Cayman gets it
Through the third quarter of 2012, Cayman granted 33 licences for new Class B insurers. It has approved an additional 15 this year, bringing the total to date to 48—compared with 46 during the same period in 2011. As in 2011, three licences were granted to existing companies that have redomesticated from other domiciles and more are on the horizon.
This success can be attributed to Cayman being recognised as the world’s most complete financial centre, boasting an infrastructure that supports high calibre professions and a stable political environment that contributed to Cayman being awarded the accolade of Offshore Captive Domicile of the Year at a recent symposium in the US.
With the passing of the Insurance Law 2010 and the recent enactment of an amendment to address transition issues, regulations supporting the Insurance Law are being considered by cabinet along with proposed legislation for Cayman’s version of an incorporated cell company (ICC)—to be known as a portfolio insurance company (PIC). Cayman’s approach to PICs requires a separate company to be established by the segregated portfolio company (SPC) underlying the relevant cell, rather than the cell assuming incorporation status. This allows forcells within the same SPC to contract with one another and facilitates reinsurance and quota sharing of risks. This means that novation can be achieved simply by filing a declaration with the Cayman Islands Monetary Authority (CIMA) as an automatic operation of law.
In addition to the new PIC legislation, the Insurance Law reclassifies commercial reinsurers and special purpose vehicles (SPVs) used to support insurance-linked securities (ILS) from Class B exempt insurance companies to Class D companies.
Acknowledging the fact that the majority of Cayman’s captive business is US sourced, Cayman has sensibly taken a wait-and-see approach to Solvency II. While a commercial reinsurer that writes significant European business may view equivalency under Solvency II as a benefit, the current source of business into the Cayman Islands supports a more pragmatic approach, with the Islands watching the direction of travel of both the National Association of Insurance Commissioners (NAIC) and the Federal Insurance Office with interest.
Cindy Scotland, CIMA’s managing director, has wisely stated that: “Cayman has steadily built a captive insurance industry which it values and, despite the obvious benefits of Solvency II, it is not advantageous to make decisions on a vague promise that captives may be carved out.”
In July 2008, the US Government Accountability Office report GAO- 08-778 stated “factors that attract US-related financial activity to the Cayman Islands include its reputation for stability and compliance with international standards, its business-friendly regulatory environment and its prominence as an international financial centre”.
Nevertheless, new challenges continue to emerge, such as the applicability of the Dodd-Frank Act in the US and whether captives are subject to its remit. Is the payment of premium internally to a wholly owned captive a self-procurement transaction, for example? The direction the NAIC will take continues to unfold and the development and implementation of the Own Risk Self Assessment (ORSA) rules are all issues to be monitored.

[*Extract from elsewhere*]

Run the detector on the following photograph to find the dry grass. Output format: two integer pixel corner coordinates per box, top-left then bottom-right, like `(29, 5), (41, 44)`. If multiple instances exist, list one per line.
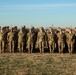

Cayman is also currently reviewing the implementation of the Foreign Account Tax Compliance Act (FATCA) and the probability of ratifying an Intergovernmental Agreement (IGA) between Cayman and the US to ensure Cayman’s position as a competitive jurisdiction of choice.
Cayman with its sensible risk-based regulatory approach has tremendous upside potential compared to other offshore domiciles including:
• A sophisticated business-friendly infrastructure; and
• An economic zone and enterprise city, that affords several unique concessions including a 50-year certificate of exemption from income, capital gains and corporate taxes, permission for foreign ownership, exemption from import duties, a guaranteed 10-day fast track to set up operations, five-year work and residence visas and protection of intellectual property.
Commercial reinsurers will be able to enjoy these benefits by establishing operations within the economic zone. Furthermore,ongoing activity is taking place to address immigration policies to accommodate 10-year work permits for senior reinsurance personnel.
In addition, Cayman enjoys geographic proximity to both North and South America, is politically stable and offers a high standard of living to its residents—first class homes along the famous Seven Mile Beach are available to purchase without restriction for overseas nationals. Cayman is an OECD (Organisation for Economic Cooperation and Development) ‘whitelisted’ territory and CIMA is a founding member of the International Association of Insurance Supervisors (IAIS), with a seat on the IAIS market conduct and pension reform sub-committees, as well as being a member of the Offshore Group of Insurance Supervisors (OGIS).
Cayman hosted more than 120 insurance supervisors and industry representatives at the IAIS global summit in June 2012. By some measures, Cayman holds the fifth largest financial centre ranking in the world and is supported by a legal system based upon UK common law.
Cayman is now also embracing medical tourism, breaking ground in August on Health City Cayman, an initiative led by Dr Devi Shetty of Narayana Hrudayalaya Hospitals and Ascension Heath Alliance to provide innovative health care. This facility is expected to support the Cayman Island’s two existing hospitals and will encompass 200 acres of grounds including a tertiary care hospital, a biotech park, and an assisted living community, with the first phase being a 140-bed hospital scheduled for completion in 2013, which will further augment Cayman’s high quality of life.